Di fronte all’ennesimo scandalo, l’unica levata di scudi è contro lo strumento che ha permesso ancora una volta di sollevare il velo su un sistema nel quale, in sostanza, il conflitto di interessi è il vero principio fondamentale e fondante. Non entro nel merito della rilevanza penale: questo lo valuteranno i giudici competenti una volta dato anche spazio alle difese e vagliati nel contraddittorio tutti gli elementi. Ma per ritenere il disvalore politico ed etico non si deve aspettare la Cassazione, non solo perché altrimenti tutto sarebbe sospeso per anni con estrema ipocrisia, ma soprattutto perché i cittadini hanno il diritto e l’obbligo di poter conoscere e valutare l’operato di chi ha responsabilità pubbliche: magistrati compresi, ovviamente!

Povero quel Paese che affida solo alla giustizia penale il giudizio sul comportamento etico dei suoi governanti. Il fatto che adesso non si parli di modificare lo strumento di indagine non mi libera da tutte le preoccupazioni: la difesa del diritto di informare e di essere informati attiene al buon funzionamento di tutte le istituzioni democratiche, perché se non c’è trasparenza non ci può essere una cittadinanza informata e consapevole e quindi capace di esprimere la sua volontà in maniera piena e indipendente e non solo abbeverandosi a un po’ di propaganda.

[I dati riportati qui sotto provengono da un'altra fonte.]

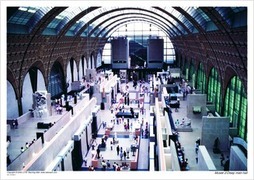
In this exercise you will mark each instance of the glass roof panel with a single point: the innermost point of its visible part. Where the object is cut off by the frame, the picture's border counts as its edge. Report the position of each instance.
(109, 24)
(64, 17)
(25, 13)
(160, 16)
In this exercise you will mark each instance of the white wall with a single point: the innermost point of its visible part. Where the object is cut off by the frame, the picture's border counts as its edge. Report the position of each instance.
(27, 94)
(98, 60)
(75, 71)
(238, 161)
(68, 76)
(40, 82)
(12, 104)
(80, 74)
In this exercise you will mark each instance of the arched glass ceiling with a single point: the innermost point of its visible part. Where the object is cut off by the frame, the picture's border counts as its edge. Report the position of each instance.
(62, 19)
(105, 16)
(203, 20)
(121, 22)
(25, 18)
(82, 24)
(115, 19)
(181, 18)
(229, 14)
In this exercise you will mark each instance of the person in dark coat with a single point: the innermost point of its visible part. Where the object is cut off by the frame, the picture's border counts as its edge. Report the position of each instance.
(98, 153)
(117, 149)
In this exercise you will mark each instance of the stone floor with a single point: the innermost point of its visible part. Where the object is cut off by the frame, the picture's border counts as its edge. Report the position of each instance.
(26, 133)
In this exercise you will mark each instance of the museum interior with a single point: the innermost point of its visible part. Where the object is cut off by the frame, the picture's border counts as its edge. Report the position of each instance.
(101, 88)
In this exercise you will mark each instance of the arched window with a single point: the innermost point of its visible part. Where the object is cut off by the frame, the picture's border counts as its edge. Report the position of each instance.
(235, 106)
(214, 90)
(56, 80)
(201, 79)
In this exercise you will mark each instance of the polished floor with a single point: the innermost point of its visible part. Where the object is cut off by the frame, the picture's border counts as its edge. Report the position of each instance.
(26, 132)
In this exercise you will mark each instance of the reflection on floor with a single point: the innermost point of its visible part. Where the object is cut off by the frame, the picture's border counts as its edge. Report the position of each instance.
(125, 137)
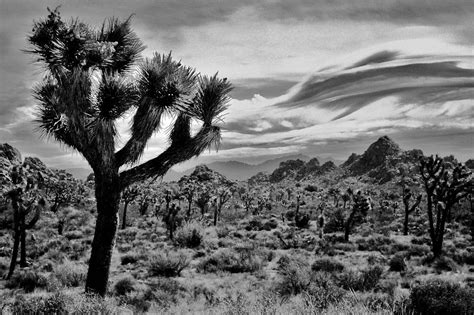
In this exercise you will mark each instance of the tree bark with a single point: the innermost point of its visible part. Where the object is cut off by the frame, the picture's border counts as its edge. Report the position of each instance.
(188, 214)
(23, 262)
(108, 201)
(405, 223)
(16, 243)
(124, 216)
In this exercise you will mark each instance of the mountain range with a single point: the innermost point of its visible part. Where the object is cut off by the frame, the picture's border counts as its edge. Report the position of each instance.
(235, 170)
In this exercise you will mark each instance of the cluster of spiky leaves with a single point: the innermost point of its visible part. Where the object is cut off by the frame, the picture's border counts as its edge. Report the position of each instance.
(95, 76)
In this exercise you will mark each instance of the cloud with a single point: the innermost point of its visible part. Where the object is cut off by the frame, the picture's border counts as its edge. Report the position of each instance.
(382, 93)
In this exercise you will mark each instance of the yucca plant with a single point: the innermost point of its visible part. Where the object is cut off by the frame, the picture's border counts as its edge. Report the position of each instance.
(93, 78)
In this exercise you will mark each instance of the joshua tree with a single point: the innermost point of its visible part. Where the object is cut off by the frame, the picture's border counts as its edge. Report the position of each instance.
(27, 205)
(247, 199)
(202, 201)
(359, 211)
(444, 188)
(129, 195)
(189, 191)
(407, 195)
(336, 193)
(223, 196)
(171, 219)
(93, 78)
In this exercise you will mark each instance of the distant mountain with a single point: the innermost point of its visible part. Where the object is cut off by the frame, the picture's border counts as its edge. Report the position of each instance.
(297, 170)
(203, 174)
(237, 170)
(382, 161)
(79, 173)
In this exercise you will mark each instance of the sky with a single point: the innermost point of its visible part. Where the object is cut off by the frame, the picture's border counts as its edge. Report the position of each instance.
(322, 78)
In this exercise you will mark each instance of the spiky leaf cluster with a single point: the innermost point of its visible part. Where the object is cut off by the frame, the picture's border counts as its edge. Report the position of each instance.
(96, 76)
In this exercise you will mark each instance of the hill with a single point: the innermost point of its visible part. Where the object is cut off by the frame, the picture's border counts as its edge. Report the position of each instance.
(380, 163)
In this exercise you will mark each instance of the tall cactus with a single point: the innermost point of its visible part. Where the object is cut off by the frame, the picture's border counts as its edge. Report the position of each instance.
(93, 78)
(407, 196)
(128, 196)
(444, 186)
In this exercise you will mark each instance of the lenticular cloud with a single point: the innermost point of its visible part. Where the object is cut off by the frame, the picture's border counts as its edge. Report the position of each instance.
(386, 90)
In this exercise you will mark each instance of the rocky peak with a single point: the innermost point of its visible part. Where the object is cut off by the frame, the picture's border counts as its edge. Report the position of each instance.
(202, 173)
(377, 154)
(10, 153)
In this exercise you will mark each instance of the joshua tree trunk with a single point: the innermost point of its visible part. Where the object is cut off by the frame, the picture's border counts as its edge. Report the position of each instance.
(108, 200)
(348, 226)
(124, 216)
(16, 244)
(188, 214)
(23, 262)
(405, 224)
(216, 212)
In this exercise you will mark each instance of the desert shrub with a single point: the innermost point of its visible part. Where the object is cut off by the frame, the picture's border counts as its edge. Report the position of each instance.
(54, 304)
(163, 292)
(327, 264)
(294, 273)
(124, 286)
(442, 263)
(223, 231)
(92, 304)
(130, 258)
(70, 274)
(397, 263)
(322, 291)
(335, 221)
(311, 188)
(363, 280)
(441, 297)
(302, 220)
(270, 225)
(169, 264)
(26, 280)
(231, 260)
(464, 257)
(190, 235)
(254, 225)
(74, 235)
(418, 250)
(373, 243)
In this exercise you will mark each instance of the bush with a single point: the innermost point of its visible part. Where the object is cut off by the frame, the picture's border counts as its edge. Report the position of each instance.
(231, 260)
(335, 222)
(363, 280)
(124, 286)
(26, 280)
(397, 263)
(294, 273)
(190, 235)
(322, 291)
(131, 258)
(168, 265)
(441, 297)
(327, 264)
(54, 304)
(70, 274)
(311, 188)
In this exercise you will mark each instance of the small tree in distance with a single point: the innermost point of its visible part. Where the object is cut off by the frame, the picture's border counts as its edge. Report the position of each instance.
(93, 77)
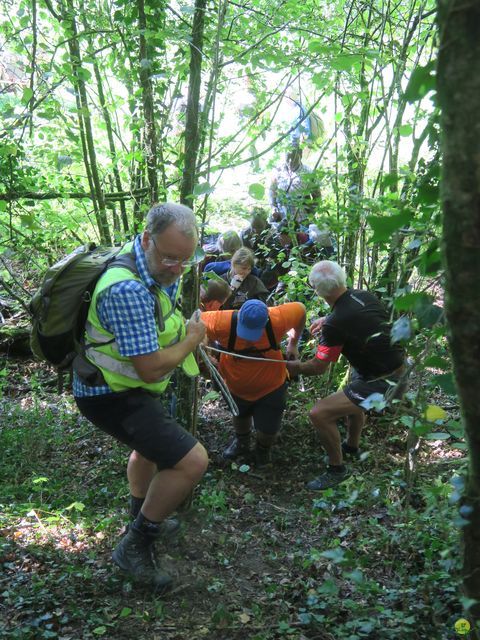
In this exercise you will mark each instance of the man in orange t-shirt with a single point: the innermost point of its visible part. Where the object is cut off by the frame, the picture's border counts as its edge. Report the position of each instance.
(259, 388)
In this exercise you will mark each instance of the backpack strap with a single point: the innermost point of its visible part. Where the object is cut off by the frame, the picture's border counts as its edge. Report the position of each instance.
(127, 261)
(271, 336)
(233, 332)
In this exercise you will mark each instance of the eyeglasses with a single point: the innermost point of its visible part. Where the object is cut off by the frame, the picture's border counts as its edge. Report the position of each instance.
(184, 264)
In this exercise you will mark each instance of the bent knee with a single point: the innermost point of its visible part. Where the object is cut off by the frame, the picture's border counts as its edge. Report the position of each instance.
(320, 414)
(195, 463)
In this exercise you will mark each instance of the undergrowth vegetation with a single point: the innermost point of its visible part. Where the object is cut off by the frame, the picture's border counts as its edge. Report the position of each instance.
(258, 556)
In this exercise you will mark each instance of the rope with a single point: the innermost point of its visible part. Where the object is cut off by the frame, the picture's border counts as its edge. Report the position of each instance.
(220, 381)
(239, 355)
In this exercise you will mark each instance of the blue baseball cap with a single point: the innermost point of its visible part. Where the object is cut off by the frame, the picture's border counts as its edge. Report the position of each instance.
(252, 318)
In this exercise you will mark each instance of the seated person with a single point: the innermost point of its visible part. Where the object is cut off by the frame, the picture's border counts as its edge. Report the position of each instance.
(259, 389)
(221, 268)
(213, 294)
(243, 284)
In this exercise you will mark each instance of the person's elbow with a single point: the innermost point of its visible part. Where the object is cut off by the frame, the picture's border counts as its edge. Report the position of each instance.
(150, 367)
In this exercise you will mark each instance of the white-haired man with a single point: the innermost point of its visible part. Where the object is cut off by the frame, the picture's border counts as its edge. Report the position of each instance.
(358, 327)
(135, 338)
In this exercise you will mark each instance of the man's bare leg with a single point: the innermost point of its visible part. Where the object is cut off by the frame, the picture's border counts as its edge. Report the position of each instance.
(169, 487)
(324, 416)
(355, 424)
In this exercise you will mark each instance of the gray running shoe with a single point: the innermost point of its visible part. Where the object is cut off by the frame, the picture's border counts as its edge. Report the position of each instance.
(133, 554)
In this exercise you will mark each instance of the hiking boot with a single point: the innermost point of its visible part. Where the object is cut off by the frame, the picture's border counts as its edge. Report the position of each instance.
(166, 530)
(262, 457)
(328, 479)
(349, 452)
(134, 555)
(240, 446)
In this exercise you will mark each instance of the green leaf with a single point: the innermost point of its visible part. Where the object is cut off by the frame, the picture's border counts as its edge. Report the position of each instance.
(78, 506)
(408, 301)
(445, 382)
(384, 226)
(437, 362)
(345, 62)
(257, 191)
(401, 329)
(405, 130)
(437, 435)
(100, 631)
(421, 82)
(318, 46)
(202, 189)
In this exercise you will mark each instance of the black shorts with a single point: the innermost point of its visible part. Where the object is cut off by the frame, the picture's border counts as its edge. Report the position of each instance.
(138, 419)
(360, 387)
(267, 411)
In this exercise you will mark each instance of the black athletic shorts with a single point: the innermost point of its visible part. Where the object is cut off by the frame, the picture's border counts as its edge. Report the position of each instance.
(360, 387)
(267, 411)
(138, 419)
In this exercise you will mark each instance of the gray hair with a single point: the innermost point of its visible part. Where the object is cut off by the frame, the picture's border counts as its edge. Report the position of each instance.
(326, 276)
(244, 257)
(161, 216)
(229, 242)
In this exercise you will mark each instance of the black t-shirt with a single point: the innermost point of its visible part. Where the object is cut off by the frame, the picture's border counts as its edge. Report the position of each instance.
(358, 327)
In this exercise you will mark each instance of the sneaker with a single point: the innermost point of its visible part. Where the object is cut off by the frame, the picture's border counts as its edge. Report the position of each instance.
(348, 453)
(134, 555)
(238, 447)
(328, 479)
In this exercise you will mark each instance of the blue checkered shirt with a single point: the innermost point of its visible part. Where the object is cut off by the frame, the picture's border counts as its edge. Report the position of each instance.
(127, 310)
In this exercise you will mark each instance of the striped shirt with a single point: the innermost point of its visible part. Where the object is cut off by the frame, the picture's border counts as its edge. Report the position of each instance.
(127, 310)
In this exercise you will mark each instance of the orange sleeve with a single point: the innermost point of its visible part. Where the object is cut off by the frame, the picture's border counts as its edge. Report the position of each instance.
(218, 324)
(285, 317)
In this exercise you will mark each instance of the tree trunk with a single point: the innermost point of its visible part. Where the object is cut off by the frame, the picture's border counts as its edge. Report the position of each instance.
(86, 124)
(150, 139)
(187, 388)
(459, 98)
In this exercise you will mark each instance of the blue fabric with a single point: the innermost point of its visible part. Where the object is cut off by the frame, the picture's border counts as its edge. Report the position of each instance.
(127, 310)
(218, 267)
(221, 268)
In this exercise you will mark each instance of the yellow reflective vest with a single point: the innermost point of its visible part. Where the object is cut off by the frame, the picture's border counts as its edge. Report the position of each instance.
(102, 349)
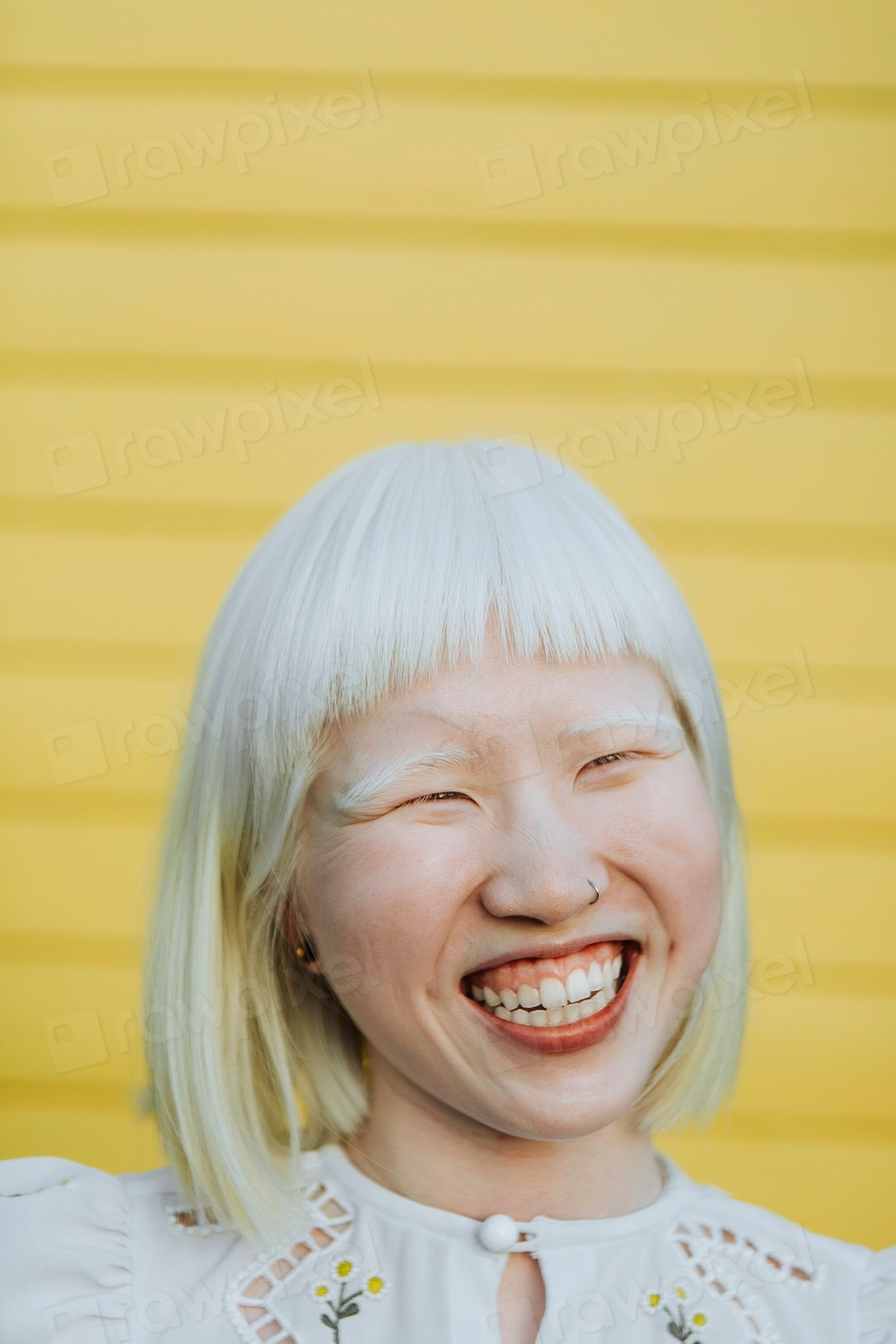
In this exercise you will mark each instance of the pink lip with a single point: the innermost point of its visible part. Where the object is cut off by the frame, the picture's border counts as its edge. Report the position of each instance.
(538, 951)
(575, 1035)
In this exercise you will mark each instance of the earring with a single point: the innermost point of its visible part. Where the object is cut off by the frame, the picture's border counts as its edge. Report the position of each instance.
(306, 951)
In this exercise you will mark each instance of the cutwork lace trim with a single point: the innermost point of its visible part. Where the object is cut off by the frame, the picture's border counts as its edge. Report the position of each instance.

La soluzione per evitare un abuso nelle pubblicazioni c’è ed è molto semplice: divieto assoluto di pubblicare intercettazioni fino a quando accusa e difesa non avranno selezionato quelle che ritengono rilevanti davanti al giudice per le indagini preliminari; dopo questo filtro, distruzione di quelle irrilevanti e autorizzazione a pubblicare solo le restanti.

E’ un punto di equilibrio chiaro che tutela le indagini, le persone coinvolte, ma che non hanno commesso fatti rilevanti, e i cittadini, che vogliono conoscere i comportamenti illeciti di chi li governa e di chi amministra a qualsiasi titolo la cosa pubblica. Ogni ulteriore laccio all’informazione (anche sotto il profilo soltanto della procrastinazione delle pubblicazioni possibili) mi sembrerebbe immotivato, pericoloso e utile soltanto a chi teme che la gente sappia troppo. Quelli che considerano il popolo un “minorenne” a cui non mostrare le brutte cose che si devono fare quando si gestisce il potere (ricordate il monologo di Andreotti ne “Il Divo”?).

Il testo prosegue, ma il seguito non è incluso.